A detailed survey of the varied character of Abergavenny’s suburbs will be on show at a Civic Society exhibition at the Gunter Mansion in Lower Cross Street on Friday, November 17. Volunteers have spent nearly four years surveying the town and Mardy, finding information about the history of the town’s growth and recording their impressions of the streets and the buildings. Now they want local people to add to the information and to say what they think of where they live.
The survey started as a pilot ‘characterisation’ study in partnership with the Civic Trust for Wales, aiming to test whether volunteers with limited experience could carry out the work to a near professional standard. Dick Cole, a retired town planner who led the project with Tony Konieczny, tells how the team had to learn how to look closely at buildings and learn the language of architecture and construction.

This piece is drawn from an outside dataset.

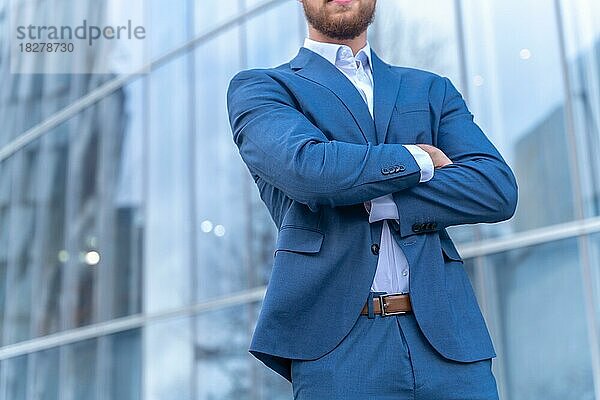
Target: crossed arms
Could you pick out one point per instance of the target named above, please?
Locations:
(282, 147)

‘Old maps have been a great help too, though the absence of maps between the 1840s and 1880 makes it difficult to date early building in, say, North Street or Mardy,’ he added. Clearly there is plenty of scope for more research.
An aim of the study was to identify the distinctive characteristics of the town that might be echoed or respected by new development. While locally quarried Old Red Sandstone and Welsh slate roofs feature extensively in pre-1914 building, these materials are now rarely used, and since 1945 there has been a succession of fashions in styles and materials. Tony Konieczny regrets that there is little truly modern architecture adding respectfully to the variety of the town. ‘Nationwide companies now build most houses and use similar ‘traditional’ styles that actually have little resemblance to what was actually being built here in the period they are imitating,’ he says.
They agree that the most important thing is to cherish the most distinctive of the thirty-six character areas that have been identified. Dick Cole says, ‘While we have some gems like Fosterville or parts of Grofield, it is equally important to protect the stone walls and trees of the top end of Pen-y-Pound, the village-like character of the Chapel Road and North Street area, and even an interesting recent development such as Maes y Llarwydd.
“Some of the council estates are interesting too, such as Poplars Close and Dan-y-Deri, the former on the site of a prisoner-of-war camp.’
Stan Pochron, the society’s new chairman, recommends the exhibition, ‘As a relatively new resident, I have found this work by our members invaluable for learning about the town.
“The story of the ancient centre is well researched, but little has been written about how the town has grown over the 180 years since the building of Grofield started.’